Part of the cover of Hospitality to Strangers. Hospitality to Strangers: Theology and Homosexuality (The Progressive Christian Alliance, 2011)
By Kevin Higgs

There is within the life of the church a global conflict regarding the status, place, and general understanding of who homosexual people are and how the church should relate to homosexual people. This book is a defense of the full inclusion of homosexual people at every level of the church, using the theological method attributed to John Wesley known as the Wesleyan Quadrilateral.

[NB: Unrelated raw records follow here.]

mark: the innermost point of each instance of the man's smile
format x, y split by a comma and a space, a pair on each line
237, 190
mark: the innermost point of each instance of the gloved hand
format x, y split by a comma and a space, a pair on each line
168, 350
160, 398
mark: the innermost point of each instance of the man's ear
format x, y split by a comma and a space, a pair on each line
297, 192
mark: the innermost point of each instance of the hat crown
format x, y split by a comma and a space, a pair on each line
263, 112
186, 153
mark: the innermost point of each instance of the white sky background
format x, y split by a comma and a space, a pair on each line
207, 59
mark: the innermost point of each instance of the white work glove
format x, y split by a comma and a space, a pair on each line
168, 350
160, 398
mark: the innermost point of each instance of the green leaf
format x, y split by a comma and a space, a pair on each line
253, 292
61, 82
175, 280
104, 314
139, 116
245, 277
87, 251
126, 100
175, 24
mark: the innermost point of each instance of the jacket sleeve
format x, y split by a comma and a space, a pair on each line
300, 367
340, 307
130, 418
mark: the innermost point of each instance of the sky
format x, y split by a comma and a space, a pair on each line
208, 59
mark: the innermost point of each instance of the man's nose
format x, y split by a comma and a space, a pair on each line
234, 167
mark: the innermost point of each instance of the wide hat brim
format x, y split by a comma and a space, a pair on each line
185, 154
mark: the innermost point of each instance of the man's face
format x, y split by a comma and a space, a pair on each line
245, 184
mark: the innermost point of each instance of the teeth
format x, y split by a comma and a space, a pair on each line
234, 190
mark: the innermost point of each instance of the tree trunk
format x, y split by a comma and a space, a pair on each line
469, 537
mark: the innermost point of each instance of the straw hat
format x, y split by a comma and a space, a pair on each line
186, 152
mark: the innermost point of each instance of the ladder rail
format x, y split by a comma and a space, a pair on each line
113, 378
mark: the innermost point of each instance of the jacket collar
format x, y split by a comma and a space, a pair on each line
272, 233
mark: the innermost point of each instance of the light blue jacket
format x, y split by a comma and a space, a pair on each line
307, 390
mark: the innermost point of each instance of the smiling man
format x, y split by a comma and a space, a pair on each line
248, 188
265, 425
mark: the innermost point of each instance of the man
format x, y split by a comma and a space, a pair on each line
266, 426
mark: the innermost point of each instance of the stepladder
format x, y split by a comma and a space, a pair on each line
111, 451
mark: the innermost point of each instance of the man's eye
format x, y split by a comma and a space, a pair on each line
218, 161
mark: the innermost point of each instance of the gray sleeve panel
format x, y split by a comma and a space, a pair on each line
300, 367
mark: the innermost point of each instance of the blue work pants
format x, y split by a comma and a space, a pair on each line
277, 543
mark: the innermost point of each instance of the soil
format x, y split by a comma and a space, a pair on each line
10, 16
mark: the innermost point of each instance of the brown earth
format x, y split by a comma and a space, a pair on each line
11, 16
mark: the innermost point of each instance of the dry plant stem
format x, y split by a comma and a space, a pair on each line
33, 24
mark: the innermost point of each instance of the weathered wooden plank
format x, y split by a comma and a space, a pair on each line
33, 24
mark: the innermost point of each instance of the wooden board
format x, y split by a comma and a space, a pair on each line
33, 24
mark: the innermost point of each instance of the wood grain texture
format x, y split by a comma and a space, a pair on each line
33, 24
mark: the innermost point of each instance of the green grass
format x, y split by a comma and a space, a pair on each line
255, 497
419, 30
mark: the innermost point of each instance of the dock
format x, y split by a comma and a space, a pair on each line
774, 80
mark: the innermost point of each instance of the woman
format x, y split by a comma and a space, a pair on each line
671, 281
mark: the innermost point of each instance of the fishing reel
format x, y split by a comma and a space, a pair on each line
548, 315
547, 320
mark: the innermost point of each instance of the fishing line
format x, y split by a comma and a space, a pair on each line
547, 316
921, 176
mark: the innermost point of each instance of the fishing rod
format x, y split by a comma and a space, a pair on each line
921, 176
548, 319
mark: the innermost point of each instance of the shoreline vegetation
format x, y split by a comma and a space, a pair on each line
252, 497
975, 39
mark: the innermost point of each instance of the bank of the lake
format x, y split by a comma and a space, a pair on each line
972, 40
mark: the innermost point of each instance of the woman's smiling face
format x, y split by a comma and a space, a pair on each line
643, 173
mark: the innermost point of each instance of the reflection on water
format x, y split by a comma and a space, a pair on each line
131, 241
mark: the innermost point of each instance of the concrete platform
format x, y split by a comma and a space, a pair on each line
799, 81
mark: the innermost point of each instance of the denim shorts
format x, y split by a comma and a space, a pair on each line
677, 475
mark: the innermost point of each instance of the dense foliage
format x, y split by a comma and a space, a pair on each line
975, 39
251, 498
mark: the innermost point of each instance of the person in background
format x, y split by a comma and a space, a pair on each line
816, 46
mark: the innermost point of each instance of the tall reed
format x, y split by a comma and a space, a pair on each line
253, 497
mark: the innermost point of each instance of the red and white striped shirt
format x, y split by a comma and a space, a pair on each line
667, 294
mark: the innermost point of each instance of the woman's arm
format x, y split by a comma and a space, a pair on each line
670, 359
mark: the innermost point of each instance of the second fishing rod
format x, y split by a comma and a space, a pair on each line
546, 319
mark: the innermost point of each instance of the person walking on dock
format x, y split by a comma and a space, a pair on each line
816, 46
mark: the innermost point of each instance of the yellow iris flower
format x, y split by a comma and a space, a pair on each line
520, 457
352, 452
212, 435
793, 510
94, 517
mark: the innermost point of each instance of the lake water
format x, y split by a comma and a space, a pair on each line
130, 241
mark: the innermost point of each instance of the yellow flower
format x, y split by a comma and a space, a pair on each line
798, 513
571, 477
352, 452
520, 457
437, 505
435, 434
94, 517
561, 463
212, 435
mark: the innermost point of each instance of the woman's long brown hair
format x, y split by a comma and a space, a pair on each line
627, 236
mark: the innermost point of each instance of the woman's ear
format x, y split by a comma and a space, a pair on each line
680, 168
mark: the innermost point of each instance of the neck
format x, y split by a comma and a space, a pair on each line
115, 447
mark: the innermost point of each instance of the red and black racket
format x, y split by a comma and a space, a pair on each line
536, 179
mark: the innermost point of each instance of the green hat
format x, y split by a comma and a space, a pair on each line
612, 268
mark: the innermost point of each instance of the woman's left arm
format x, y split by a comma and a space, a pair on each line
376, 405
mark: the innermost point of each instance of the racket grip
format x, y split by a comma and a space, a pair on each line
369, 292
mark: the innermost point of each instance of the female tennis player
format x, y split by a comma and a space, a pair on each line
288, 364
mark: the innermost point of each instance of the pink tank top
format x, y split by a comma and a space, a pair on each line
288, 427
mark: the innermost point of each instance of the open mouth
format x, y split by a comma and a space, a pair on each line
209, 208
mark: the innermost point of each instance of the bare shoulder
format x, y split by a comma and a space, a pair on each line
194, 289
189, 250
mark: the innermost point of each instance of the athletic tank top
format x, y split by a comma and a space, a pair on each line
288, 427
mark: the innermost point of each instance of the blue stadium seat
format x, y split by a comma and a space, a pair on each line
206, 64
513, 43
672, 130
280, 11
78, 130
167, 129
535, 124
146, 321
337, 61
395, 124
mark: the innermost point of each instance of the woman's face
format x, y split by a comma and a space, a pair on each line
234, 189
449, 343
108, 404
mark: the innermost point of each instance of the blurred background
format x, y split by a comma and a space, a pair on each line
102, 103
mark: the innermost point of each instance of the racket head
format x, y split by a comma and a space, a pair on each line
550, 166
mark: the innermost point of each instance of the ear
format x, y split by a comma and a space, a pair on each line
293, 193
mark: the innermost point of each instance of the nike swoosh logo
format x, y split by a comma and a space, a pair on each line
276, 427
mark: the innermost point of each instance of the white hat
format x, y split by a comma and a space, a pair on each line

The cover of "Hospitality to Strangers," featuring a pair of red church doors. According to the Book of Discipline of the United Methodist Church, John Wesley encouraged the use of four "authorities" in the life of the faith: Scripture, Tradition, Reason and Experience. Of these four authorities, Scripture is understood as the "primary" authority; with the interpretations received from all four authorities in dialogue each other within the discernment of the church.

Scripture is understood as the written Apostolic witness of the revelation of God in the life of the Hebrew people (Old Testament) and in the person of Jesus Christ (New Testament). In this book, scriptural texts from the Bible that have traditionally been associated with homoerotic behavior are analyzed within the context of their textual, historical, cultural, and theological settings in light of how they are interpreted within the current debate. Of central concern in this book are the Biblical texts which focus upon hospitality, justice, and the inclusive ministry of Jesus.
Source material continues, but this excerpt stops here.